0

I'm trying to create a dynamically generated DAG in Airflow.

The main component is where my code dynamically generates a bunch of tasks to run simultaneously (using a custom Operator to create each task). All those tasks have similar format (ie. same dependencies & same downstream), so I don't have the issue described in this question. In plain Python terminology, I'd just define a function once and then instantiate it multiple times with different arguments.

However, if I'm going to do it as a regular Python function, it seems strange to have so much regular Python mixed into my Airflow DAG. My understanding of Airflow was that it's best to keep all logic in custom operators, outside of the DAG.

On the other hand, I'm not sure if it's possible (and if so, how) to have a custom Operator which creates instances of a different Operator to be used directly in the DAG.

Is it bad practice to have Python logic directly within a DAG? If it's a bad idea, how should I implement this pattern?

(Using Airflow 1.10.12 and Python 3.7)

S.S.
  • 506
  • 2
  • 15

1 Answers1

0

It is.
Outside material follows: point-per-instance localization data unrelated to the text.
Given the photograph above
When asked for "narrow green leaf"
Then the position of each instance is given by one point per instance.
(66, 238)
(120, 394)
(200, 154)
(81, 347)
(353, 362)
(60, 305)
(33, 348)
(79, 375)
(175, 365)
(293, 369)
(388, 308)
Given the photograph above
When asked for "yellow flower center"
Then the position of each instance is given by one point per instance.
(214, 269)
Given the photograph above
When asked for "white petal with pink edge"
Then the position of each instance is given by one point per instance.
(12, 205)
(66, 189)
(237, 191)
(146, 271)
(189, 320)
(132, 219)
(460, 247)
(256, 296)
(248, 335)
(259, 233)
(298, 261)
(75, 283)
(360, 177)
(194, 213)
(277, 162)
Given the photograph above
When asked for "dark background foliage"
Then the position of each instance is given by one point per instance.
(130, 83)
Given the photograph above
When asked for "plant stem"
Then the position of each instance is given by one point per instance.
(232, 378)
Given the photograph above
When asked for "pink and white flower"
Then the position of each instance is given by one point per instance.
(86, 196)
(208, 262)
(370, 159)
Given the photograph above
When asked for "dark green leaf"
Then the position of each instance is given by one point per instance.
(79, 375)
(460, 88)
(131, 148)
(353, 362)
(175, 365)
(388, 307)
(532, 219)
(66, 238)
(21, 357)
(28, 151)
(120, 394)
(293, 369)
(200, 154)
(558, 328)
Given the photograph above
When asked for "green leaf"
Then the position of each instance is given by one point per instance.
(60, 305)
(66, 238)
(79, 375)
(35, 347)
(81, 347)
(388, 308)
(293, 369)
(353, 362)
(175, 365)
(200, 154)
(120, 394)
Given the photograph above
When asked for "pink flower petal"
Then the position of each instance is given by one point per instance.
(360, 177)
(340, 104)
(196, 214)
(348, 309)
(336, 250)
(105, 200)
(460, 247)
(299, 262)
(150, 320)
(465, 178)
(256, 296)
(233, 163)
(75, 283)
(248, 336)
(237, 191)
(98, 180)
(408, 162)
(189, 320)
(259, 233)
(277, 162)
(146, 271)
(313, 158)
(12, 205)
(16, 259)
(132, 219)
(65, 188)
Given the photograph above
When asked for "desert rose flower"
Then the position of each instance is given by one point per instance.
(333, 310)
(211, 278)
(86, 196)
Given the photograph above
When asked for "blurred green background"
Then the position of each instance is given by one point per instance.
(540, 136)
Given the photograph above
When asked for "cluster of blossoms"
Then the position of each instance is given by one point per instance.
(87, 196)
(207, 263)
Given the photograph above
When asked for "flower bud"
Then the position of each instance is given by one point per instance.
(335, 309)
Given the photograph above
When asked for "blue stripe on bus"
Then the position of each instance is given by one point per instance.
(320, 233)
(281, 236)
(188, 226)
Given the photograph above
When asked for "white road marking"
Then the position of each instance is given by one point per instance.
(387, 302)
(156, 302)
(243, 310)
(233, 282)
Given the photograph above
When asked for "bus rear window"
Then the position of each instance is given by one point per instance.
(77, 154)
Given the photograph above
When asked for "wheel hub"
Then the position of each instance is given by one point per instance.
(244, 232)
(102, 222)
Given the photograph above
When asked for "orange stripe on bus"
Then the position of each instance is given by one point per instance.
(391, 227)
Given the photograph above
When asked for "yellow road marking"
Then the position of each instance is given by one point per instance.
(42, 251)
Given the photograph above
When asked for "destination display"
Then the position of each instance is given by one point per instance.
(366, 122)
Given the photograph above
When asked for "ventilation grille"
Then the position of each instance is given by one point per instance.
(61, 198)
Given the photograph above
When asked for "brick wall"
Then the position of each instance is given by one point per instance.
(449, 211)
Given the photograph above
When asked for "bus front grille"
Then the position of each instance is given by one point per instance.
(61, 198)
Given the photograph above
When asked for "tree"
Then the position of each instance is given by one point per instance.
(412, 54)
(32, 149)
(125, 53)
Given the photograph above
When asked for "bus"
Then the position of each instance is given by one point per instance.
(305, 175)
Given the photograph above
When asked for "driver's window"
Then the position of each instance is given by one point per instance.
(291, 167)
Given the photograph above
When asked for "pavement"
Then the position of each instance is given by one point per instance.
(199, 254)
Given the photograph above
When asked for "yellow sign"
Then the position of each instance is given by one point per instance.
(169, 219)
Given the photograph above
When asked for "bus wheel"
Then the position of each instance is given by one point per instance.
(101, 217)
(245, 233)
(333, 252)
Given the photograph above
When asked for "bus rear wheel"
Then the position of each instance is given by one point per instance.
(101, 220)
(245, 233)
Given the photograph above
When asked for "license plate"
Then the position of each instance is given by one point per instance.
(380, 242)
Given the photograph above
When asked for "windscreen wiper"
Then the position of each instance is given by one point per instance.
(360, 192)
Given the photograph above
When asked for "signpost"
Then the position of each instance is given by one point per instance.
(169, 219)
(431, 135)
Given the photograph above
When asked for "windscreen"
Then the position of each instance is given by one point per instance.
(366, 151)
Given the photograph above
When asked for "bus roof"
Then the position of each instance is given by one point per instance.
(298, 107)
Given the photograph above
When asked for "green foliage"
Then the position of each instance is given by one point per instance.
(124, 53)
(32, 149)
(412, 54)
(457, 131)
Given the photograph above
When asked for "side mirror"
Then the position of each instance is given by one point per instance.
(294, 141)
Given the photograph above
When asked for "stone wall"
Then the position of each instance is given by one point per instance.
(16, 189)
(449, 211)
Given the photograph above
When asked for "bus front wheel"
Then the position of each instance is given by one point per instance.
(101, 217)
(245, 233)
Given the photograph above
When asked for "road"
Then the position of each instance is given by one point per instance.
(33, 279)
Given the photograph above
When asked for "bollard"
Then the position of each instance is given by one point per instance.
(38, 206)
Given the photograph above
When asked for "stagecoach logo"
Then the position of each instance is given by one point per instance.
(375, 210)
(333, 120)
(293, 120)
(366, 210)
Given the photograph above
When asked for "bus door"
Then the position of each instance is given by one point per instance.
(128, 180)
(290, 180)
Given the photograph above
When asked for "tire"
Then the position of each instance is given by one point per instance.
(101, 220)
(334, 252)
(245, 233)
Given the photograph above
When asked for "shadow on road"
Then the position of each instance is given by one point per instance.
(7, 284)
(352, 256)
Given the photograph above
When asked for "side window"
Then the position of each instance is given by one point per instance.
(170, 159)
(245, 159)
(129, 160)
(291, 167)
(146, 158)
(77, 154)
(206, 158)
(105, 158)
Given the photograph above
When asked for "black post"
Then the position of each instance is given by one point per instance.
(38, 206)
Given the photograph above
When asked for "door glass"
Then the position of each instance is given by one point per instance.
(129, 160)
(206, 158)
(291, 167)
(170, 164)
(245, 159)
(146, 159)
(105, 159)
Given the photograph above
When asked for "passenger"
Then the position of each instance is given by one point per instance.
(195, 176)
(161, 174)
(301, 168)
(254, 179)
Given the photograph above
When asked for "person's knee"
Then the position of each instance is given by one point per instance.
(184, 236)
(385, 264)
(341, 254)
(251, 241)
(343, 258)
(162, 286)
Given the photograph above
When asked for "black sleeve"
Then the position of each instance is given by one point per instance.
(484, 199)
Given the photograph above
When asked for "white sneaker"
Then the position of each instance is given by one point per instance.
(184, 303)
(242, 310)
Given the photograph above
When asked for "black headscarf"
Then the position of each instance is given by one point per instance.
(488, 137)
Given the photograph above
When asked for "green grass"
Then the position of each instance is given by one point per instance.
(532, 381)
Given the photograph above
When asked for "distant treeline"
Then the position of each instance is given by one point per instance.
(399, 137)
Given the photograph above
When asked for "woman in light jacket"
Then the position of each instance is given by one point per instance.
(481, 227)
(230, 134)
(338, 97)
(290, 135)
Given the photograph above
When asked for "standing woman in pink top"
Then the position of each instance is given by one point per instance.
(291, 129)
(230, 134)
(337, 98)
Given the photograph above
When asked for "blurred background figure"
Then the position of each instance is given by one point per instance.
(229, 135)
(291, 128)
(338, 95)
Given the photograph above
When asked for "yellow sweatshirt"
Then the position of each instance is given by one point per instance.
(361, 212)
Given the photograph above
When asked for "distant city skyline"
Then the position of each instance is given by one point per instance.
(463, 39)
The official documentation states in its best practices section that

In general, you should not write any code outside the tasks. The code outside the tasks runs every time Airflow parses the DAG, which happens every second by default.

You could create a function in a python file and then call it from a "DAG" file. Or maybe the new Taskflow API of Airflow 2.0 helps you:

https://airflow.apache.org/docs/apache-airflow/stable/tutorial_taskflow_api.html

Javier López Tomás
  • 1,063
  • 1
  • 9
  • 24